- Origin: North Adams, Massachusetts
- Genres: Jazz
- Occupations: Musician, arranger, composer
- Instrument: Saxophone
- Label: Publick Ptomaine

= Amy Lee (saxophonist) =

American saxophonist, composer and arranger

Amy Lee is an American saxophonist, composer and arranger. She has played with a variety of musicians and singers, and is best known for being a member of Jimmy Buffett's Coral Reefer Band.
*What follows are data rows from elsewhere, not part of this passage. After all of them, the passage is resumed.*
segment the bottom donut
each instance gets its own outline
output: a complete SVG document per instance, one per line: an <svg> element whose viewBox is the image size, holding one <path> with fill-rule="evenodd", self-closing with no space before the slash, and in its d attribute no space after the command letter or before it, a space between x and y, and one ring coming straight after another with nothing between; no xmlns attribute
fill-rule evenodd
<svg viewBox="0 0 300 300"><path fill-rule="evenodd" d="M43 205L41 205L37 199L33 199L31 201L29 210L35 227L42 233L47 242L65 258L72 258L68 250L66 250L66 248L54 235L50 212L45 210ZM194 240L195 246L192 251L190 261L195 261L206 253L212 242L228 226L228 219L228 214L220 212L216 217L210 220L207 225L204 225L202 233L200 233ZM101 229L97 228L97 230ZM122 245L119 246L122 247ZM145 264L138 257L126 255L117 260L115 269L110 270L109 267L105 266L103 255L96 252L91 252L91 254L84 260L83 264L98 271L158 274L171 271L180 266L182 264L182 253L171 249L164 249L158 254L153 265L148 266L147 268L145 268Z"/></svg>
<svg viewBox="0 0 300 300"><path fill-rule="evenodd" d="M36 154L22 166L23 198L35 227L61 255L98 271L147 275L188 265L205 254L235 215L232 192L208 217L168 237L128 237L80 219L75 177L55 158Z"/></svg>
== Early life and education ==
Lee was born in North Adams, Massachusetts and studied music at the University of Miami. After graduating, she moved to Atlanta.

== Career ==
While living in Atlanta, Lee met Charles Neville of the Neville Brothers and began playing for his group Diversity at the New Orleans Jazz and Heritage Festival. Her first album performance was in 1990 on Richard Smallwood's Portrait. After playing with Diversity for six years at the Festival, Lee was introduced to Jimmy Buffett by Neville, and in 1991, she joined Buffett's Coral Reefer Band, where she recorded and toured until 2006. During her career, Lee has recorded for gospel singer Luther Barnes and rap group Y'all So Stupid. She has also acted as a performer, arranger and writer for radio and television commercials.

Lee released her first solo album in 1999, a jazz record titled Inside the Outside. A second album, Use Me, was released in 2004. All of her solo music is released on her independent label Publick Ptomaine Music.